Les médicaments pas chers: une pilule amère pour l'occident

08 MAR 2013 00:00 - MARA KARDAS-NELSON
http://mg.co.za/article/2013-03-08-00-cheap-drugs-a-bitter-pill-for-the-wes
t


Une dispute mondiale sur les droits de propriété pourrait voir les prix
augmenter dans les pays pauvres.

Payeriez-vous une dose de traitement du paludisme plutôt 12$ que 2,40$? et
du même coût pousser l'économie de votre pays?

Le gouvernement ougandais a fait un choix facile en décidant de commencer
la production de sa propre version d'un antimalarique, plutôt que de
continuer à dépendre d'importations chères. Depuis que le pays a commencé
sa production en 2007, l'Ouganda a produit non seulement des
antimalariques mais aussi des ARV contre le SIDA. Quality Chemicals, une
entreprise semi étatique a prévu de produire d'autres ARV, des
antimalariques et des antibiotiques dans la période à venir.
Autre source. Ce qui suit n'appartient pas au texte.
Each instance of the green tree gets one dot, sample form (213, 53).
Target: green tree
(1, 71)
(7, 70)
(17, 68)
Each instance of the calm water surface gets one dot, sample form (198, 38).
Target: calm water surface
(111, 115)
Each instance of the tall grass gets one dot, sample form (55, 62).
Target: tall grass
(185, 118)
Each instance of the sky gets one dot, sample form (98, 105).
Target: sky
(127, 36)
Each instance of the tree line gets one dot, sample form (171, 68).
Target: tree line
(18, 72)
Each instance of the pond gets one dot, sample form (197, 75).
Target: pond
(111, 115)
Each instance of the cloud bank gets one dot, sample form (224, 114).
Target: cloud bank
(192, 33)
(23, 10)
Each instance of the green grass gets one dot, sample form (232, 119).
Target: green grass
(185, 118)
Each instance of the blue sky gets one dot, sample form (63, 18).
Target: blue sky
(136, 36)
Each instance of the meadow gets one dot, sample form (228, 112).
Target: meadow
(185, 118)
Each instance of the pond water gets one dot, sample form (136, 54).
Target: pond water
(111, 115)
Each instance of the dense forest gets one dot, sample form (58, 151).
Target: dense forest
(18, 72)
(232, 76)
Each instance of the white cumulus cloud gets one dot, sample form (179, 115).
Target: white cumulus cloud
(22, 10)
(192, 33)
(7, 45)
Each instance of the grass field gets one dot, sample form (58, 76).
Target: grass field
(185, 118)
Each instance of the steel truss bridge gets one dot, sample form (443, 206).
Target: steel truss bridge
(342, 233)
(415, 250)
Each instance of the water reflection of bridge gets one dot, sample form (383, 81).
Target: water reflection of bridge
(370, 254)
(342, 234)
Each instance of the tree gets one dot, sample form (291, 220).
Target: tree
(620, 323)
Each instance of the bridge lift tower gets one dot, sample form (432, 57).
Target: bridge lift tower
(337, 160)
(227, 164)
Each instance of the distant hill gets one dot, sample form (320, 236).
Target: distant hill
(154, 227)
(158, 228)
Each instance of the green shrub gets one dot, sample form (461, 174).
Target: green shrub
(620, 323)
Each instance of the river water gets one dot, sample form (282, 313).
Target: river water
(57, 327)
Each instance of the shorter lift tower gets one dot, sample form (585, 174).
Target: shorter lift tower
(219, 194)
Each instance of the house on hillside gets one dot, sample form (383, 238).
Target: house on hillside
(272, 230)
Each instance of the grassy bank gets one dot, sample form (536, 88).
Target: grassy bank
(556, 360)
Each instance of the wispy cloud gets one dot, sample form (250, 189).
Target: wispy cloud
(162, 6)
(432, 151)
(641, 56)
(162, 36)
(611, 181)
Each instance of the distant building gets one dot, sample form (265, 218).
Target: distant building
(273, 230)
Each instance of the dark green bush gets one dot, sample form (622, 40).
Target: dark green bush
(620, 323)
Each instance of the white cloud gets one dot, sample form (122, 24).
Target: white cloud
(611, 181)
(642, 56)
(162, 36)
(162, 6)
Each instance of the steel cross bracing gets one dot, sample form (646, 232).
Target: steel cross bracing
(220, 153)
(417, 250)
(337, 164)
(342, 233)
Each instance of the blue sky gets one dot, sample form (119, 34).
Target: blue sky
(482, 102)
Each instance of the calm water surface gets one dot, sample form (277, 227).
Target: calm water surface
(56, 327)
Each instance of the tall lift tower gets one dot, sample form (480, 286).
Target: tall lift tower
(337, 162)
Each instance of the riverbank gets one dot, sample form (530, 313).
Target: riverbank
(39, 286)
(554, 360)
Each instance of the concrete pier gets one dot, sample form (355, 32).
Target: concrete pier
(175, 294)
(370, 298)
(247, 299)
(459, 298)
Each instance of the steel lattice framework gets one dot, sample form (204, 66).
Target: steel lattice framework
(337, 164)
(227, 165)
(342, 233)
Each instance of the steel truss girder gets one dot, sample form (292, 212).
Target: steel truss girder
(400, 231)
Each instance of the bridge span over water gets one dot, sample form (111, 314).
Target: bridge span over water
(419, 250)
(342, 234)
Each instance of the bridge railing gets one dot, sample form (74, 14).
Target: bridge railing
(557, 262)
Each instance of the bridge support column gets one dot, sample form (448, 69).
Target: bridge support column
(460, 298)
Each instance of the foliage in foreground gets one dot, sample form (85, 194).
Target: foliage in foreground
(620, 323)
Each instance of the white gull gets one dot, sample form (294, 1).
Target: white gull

Cette opération, une vitrine brillante de la fabrication de médicaments
par des Africains, a été rendue possible en partie parce que l'Ouganda est
considéré comme un des "pays les moins avancés". Comme tel, il n'est pas
obligé de respecter les réglementations internationales sur la propriété
établies par les ADPIC de l'OMC. Tous les pays doivent introduire ces
réglementations dans leur législation si ils veulent bénéficier de cette
organisation.

Mais, si cet accord "établi pour homogénéiser et simplifier les
législations sur la propriété à travers le monde" a été signé en 1984,
l'OMC reconnaît que les pays les plus pauvres peuvent ne pas bénéficier de
la forte protection de la propriété intellectuelle autant que leurs
partenaires plus riches et qu'ils peuvent demander une extension du délai
pour s'adapter s'ils le souhaitent.

Ils l'ont fait, et les pays les moins développés PMA ont pu bénéficier
d'un délai plus long pour mettre en place ces mesures, en espérant que
cette situation intermédiaire leur  donnerait le temps de développer leurs
économies et d'investir dans des domaines comme la santé et l'éducation.
Il en résulte que les PMA peuvent fabriquer ou importer des versions moins
chères de produits encore sous brevets, alors que les pays à revenu moyen
ou élevé, dont l'Afrique du Sud, doivent envisager une législation forte
du copyright et de la protection des brevets.

Délai dépassé
Cependant les PMA peuvent se trouver rattrapés par le temps. Ils ont
jusqu'à juillet prochain pour introduire ces mesures dans leurs
législations et bénéficier d'une extension de l'accord pour les
médicaments jusqu'en 2016.

La fin du délai se fait menaçante. Le sentiment s'est fait jour en
novembre dernier, et au nom des pays les moins développés, Haïti a demandé
au conseil de prendre en considération une extension illimitée.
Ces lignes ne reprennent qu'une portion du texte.